Colleen Kelley, NTEU president, wrote the warning in a letter April 20 to members of the House and the Senate involved with working out a compromise budget resolution. Both chambers passed a budget resolution at the end of March, but most reconcile the differences between the two.

The budget blueprint is non-binding and does not need to be signed by the president. Instead, the Senate and the House will use the budget during the appropriations process to decide how much funding federal programs and agencies get in fiscal 2016.

See also: Budget targeting pensions, workforce will get quick vote

See also: House-passed budget cuts workforce, ups pension contribution

See also: Obama's budget ends sequestration, boosts funding

Both the Senate and the House versions would increase federal employee pension contributions to six percent or more of salaries.
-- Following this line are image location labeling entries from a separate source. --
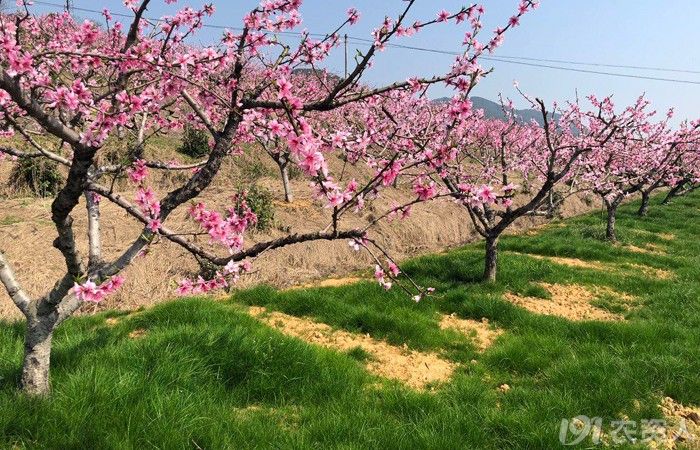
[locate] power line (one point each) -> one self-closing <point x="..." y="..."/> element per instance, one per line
<point x="519" y="60"/>
<point x="503" y="59"/>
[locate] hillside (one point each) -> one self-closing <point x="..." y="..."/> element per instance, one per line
<point x="475" y="366"/>
<point x="493" y="110"/>
<point x="26" y="232"/>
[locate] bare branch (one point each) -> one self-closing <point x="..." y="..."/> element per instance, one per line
<point x="7" y="277"/>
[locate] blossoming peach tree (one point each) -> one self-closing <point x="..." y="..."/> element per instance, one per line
<point x="500" y="170"/>
<point x="85" y="85"/>
<point x="644" y="156"/>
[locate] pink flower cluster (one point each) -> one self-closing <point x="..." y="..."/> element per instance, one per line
<point x="91" y="292"/>
<point x="228" y="230"/>
<point x="230" y="275"/>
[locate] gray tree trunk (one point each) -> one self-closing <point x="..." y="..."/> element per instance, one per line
<point x="491" y="261"/>
<point x="284" y="170"/>
<point x="37" y="356"/>
<point x="610" y="229"/>
<point x="644" y="208"/>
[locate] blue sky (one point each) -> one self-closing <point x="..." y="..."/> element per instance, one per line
<point x="627" y="32"/>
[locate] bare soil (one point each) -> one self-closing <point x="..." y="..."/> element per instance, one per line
<point x="571" y="301"/>
<point x="415" y="369"/>
<point x="26" y="235"/>
<point x="482" y="333"/>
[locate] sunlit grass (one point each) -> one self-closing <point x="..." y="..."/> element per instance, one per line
<point x="204" y="374"/>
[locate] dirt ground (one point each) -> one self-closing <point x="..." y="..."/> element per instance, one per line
<point x="26" y="234"/>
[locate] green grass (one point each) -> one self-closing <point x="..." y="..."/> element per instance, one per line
<point x="206" y="375"/>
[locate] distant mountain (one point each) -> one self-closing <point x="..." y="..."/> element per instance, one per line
<point x="493" y="110"/>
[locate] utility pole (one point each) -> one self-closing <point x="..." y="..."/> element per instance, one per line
<point x="346" y="56"/>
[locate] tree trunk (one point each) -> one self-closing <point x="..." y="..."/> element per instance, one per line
<point x="610" y="230"/>
<point x="94" y="237"/>
<point x="37" y="356"/>
<point x="644" y="208"/>
<point x="288" y="197"/>
<point x="491" y="259"/>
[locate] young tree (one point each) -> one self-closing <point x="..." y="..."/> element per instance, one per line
<point x="85" y="85"/>
<point x="481" y="163"/>
<point x="640" y="158"/>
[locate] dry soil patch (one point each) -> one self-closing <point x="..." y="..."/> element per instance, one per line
<point x="416" y="369"/>
<point x="569" y="301"/>
<point x="482" y="333"/>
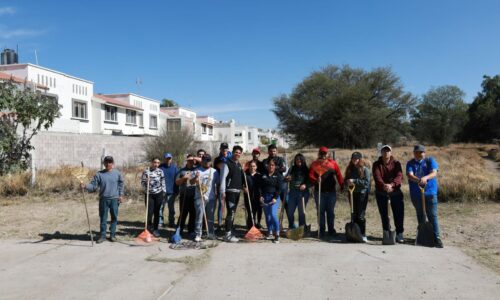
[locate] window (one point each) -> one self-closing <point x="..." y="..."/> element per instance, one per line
<point x="111" y="113"/>
<point x="141" y="119"/>
<point x="153" y="122"/>
<point x="173" y="124"/>
<point x="79" y="110"/>
<point x="131" y="117"/>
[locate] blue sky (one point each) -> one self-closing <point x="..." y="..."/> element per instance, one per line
<point x="230" y="58"/>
The House version would also cut the federal workforce by 10 percent through attrition and increase Postal Service employee contributions to their health insurance premiums.
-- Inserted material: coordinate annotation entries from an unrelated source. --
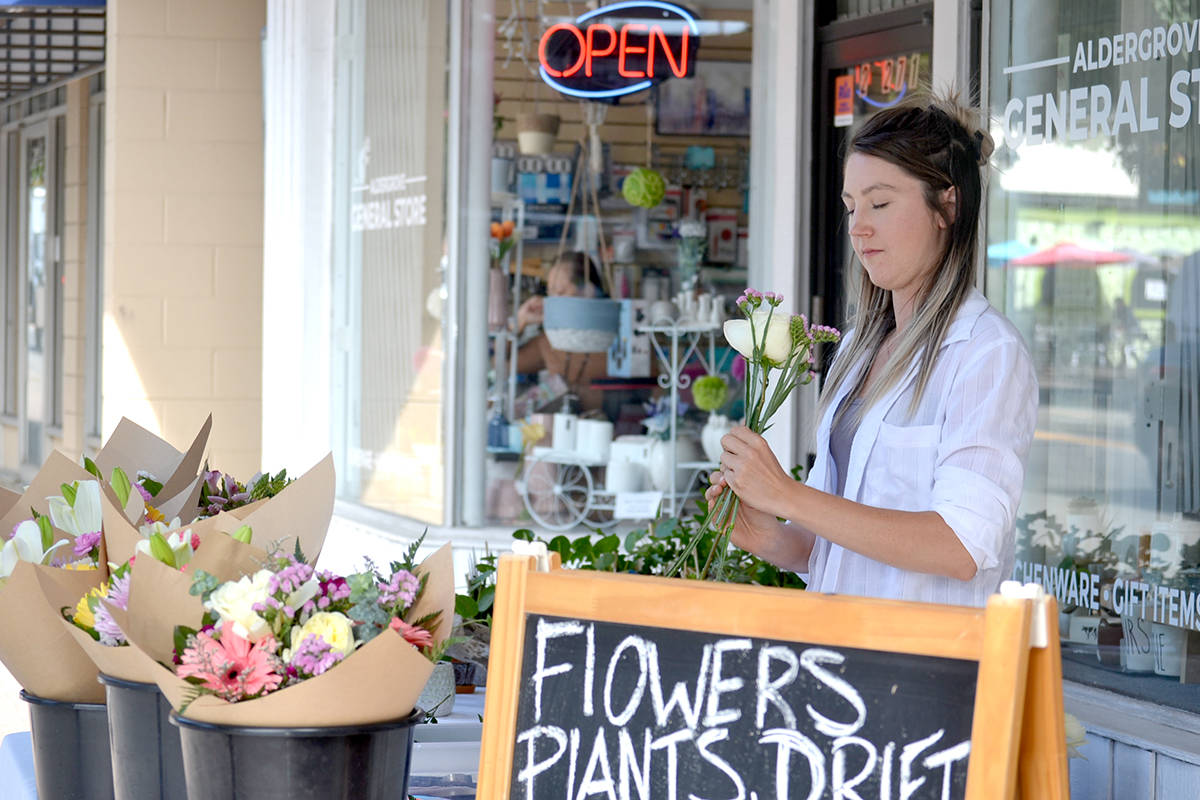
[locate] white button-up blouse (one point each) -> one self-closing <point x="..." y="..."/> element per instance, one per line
<point x="961" y="455"/>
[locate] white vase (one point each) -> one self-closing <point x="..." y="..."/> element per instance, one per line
<point x="659" y="464"/>
<point x="711" y="437"/>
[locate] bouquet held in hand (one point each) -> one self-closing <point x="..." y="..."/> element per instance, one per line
<point x="778" y="349"/>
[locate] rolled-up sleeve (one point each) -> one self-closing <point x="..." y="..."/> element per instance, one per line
<point x="990" y="415"/>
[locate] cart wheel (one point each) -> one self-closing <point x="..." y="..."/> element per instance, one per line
<point x="557" y="494"/>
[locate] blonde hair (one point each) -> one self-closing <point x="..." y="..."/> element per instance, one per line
<point x="937" y="142"/>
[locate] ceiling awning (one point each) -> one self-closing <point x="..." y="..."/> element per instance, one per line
<point x="48" y="42"/>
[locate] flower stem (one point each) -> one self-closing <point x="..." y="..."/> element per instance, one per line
<point x="713" y="521"/>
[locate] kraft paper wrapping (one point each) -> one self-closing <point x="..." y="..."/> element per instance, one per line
<point x="301" y="511"/>
<point x="227" y="558"/>
<point x="48" y="482"/>
<point x="41" y="655"/>
<point x="132" y="447"/>
<point x="127" y="663"/>
<point x="377" y="683"/>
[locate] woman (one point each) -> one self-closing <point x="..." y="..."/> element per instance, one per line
<point x="929" y="408"/>
<point x="571" y="276"/>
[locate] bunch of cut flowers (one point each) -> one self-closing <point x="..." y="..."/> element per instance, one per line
<point x="293" y="645"/>
<point x="779" y="353"/>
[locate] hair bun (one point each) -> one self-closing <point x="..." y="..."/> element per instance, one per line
<point x="984" y="146"/>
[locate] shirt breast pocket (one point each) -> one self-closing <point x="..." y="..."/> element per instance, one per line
<point x="900" y="470"/>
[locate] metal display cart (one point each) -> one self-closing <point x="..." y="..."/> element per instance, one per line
<point x="561" y="489"/>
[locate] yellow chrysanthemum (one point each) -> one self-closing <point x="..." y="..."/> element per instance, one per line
<point x="83" y="614"/>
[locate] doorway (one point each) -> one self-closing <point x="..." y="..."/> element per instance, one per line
<point x="40" y="281"/>
<point x="877" y="61"/>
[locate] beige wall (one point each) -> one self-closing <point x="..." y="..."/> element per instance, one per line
<point x="184" y="228"/>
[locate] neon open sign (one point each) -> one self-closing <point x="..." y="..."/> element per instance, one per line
<point x="619" y="49"/>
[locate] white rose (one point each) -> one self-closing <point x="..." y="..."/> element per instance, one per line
<point x="334" y="627"/>
<point x="775" y="338"/>
<point x="234" y="603"/>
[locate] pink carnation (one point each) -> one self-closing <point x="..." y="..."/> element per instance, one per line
<point x="414" y="635"/>
<point x="231" y="666"/>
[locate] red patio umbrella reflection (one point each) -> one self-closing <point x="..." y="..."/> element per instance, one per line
<point x="1071" y="254"/>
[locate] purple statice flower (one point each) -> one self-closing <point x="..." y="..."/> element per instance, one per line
<point x="85" y="542"/>
<point x="118" y="595"/>
<point x="313" y="656"/>
<point x="402" y="587"/>
<point x="289" y="578"/>
<point x="333" y="588"/>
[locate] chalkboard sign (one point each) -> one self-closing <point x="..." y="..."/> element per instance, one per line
<point x="633" y="687"/>
<point x="651" y="713"/>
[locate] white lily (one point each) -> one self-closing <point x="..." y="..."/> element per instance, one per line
<point x="775" y="337"/>
<point x="180" y="543"/>
<point x="25" y="546"/>
<point x="85" y="517"/>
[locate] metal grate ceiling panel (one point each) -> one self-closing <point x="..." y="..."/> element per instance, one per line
<point x="41" y="46"/>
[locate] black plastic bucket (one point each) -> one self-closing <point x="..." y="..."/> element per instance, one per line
<point x="148" y="762"/>
<point x="247" y="763"/>
<point x="71" y="758"/>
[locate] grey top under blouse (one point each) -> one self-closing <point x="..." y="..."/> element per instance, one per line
<point x="841" y="435"/>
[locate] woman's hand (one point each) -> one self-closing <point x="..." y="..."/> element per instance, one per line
<point x="751" y="470"/>
<point x="531" y="311"/>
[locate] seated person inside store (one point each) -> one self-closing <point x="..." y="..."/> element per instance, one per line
<point x="574" y="275"/>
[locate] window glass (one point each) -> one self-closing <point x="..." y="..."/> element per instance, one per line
<point x="1092" y="252"/>
<point x="623" y="180"/>
<point x="388" y="254"/>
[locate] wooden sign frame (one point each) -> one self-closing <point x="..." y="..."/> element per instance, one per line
<point x="1018" y="740"/>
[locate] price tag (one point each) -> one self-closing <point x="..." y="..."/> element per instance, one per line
<point x="637" y="505"/>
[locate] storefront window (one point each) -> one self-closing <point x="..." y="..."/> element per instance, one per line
<point x="630" y="196"/>
<point x="389" y="245"/>
<point x="1093" y="251"/>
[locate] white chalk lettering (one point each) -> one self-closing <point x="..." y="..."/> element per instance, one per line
<point x="533" y="768"/>
<point x="547" y="631"/>
<point x="689" y="707"/>
<point x="811" y="661"/>
<point x="639" y="645"/>
<point x="671" y="743"/>
<point x="910" y="753"/>
<point x="599" y="758"/>
<point x="793" y="741"/>
<point x="706" y="740"/>
<point x="768" y="690"/>
<point x="714" y="715"/>
<point x="628" y="767"/>
<point x="946" y="759"/>
<point x="839" y="786"/>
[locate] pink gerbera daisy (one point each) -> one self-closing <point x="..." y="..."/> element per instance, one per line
<point x="414" y="635"/>
<point x="231" y="667"/>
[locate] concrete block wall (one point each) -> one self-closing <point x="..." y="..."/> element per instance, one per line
<point x="184" y="227"/>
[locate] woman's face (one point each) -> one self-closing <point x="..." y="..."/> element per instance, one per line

The budget proposal also decreases the rate of return on the Thrift Savings Plan's government securities fund (G Fund) and encourages the elimination of the Federal Employee Retirement System annuity supplement.
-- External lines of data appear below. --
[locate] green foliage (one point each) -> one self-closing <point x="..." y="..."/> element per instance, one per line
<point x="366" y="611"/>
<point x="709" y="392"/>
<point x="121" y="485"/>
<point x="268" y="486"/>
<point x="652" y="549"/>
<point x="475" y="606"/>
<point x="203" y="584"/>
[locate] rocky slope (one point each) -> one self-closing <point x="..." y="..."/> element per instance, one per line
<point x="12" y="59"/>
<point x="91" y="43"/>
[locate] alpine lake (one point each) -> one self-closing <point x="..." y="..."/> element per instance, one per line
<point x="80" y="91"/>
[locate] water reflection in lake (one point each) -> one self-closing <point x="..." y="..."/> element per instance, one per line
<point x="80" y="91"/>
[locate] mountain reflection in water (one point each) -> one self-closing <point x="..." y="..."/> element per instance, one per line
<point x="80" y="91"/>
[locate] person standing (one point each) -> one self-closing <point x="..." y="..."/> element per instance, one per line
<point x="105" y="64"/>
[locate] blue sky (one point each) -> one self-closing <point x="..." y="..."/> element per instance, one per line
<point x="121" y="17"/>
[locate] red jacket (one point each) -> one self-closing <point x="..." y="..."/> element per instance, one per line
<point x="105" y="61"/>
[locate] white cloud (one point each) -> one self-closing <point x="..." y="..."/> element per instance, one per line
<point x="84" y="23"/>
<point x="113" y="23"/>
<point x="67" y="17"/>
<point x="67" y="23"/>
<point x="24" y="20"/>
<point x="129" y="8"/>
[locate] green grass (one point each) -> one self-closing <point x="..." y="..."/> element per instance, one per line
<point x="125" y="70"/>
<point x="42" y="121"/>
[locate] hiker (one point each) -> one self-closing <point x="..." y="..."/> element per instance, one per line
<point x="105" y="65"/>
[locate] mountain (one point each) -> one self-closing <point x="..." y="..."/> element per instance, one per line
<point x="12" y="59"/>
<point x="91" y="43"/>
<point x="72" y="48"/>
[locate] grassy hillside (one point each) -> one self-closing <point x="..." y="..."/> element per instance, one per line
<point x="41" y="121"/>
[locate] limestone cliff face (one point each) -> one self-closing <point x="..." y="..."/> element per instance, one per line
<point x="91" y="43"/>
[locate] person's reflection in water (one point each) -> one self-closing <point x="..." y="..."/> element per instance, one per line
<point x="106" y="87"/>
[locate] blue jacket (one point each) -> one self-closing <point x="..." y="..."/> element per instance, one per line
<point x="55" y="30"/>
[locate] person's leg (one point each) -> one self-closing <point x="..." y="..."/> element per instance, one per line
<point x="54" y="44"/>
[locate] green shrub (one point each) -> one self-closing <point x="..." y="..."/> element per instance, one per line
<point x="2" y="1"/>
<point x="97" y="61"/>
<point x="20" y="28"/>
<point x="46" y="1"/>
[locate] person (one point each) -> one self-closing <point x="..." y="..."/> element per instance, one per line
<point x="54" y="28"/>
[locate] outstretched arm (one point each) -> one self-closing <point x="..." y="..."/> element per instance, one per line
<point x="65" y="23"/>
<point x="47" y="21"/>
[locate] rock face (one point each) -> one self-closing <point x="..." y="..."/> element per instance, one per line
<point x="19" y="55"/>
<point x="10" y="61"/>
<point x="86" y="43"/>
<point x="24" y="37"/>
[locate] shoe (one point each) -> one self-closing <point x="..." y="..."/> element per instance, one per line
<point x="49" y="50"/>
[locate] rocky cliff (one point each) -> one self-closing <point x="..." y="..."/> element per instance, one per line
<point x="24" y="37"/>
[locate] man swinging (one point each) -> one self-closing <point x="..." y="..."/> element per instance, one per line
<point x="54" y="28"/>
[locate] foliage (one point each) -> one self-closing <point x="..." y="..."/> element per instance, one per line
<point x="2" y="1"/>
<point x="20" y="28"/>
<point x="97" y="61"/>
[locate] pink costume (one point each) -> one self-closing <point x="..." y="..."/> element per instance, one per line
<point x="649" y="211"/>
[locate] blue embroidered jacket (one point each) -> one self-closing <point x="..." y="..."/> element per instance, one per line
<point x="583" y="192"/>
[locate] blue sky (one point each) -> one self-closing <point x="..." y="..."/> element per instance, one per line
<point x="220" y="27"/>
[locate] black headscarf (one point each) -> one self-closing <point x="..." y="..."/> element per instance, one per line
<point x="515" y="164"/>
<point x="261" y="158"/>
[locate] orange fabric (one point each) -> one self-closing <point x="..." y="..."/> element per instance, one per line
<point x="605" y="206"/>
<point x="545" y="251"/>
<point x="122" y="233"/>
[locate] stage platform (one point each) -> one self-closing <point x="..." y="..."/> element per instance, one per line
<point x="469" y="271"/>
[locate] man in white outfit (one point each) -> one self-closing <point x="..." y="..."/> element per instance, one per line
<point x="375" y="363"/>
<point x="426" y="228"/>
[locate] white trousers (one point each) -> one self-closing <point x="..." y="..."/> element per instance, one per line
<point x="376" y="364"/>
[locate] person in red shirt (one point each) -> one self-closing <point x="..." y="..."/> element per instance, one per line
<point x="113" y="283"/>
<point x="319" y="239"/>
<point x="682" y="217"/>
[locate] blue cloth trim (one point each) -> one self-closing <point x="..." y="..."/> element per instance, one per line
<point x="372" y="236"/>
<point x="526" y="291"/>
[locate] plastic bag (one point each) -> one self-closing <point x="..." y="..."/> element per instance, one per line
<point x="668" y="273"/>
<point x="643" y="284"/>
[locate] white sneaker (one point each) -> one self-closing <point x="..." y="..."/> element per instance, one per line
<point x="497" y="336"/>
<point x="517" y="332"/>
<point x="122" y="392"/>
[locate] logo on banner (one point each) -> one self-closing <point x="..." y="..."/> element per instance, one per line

But Kelley said federal employees had already given up $159 billion in deficit reduction as the result of pay freezes, increased pension contributions and through furloughs.

"I am asking you to look elsewhere for additional savings. Enough is enough. This country has the greatest civil service in the world, but that will not continue to be the case if Congress continues to use their pay and benefits as a piggy bank to fund other things," Kelley wrote.

She said it was becoming difficult to recruit new employees and retain existing ones, and that continued attempts to cut agency budgets and reduce benefits is hurting morale.

"I think it's pretty clear that, as an employer, Congress cannot continue to take actions that harm federal employees, including government shutdowns and furloughs in addition to reductions in benefits, and expect federal employees to not be affected negatively by those actions," Kelley said.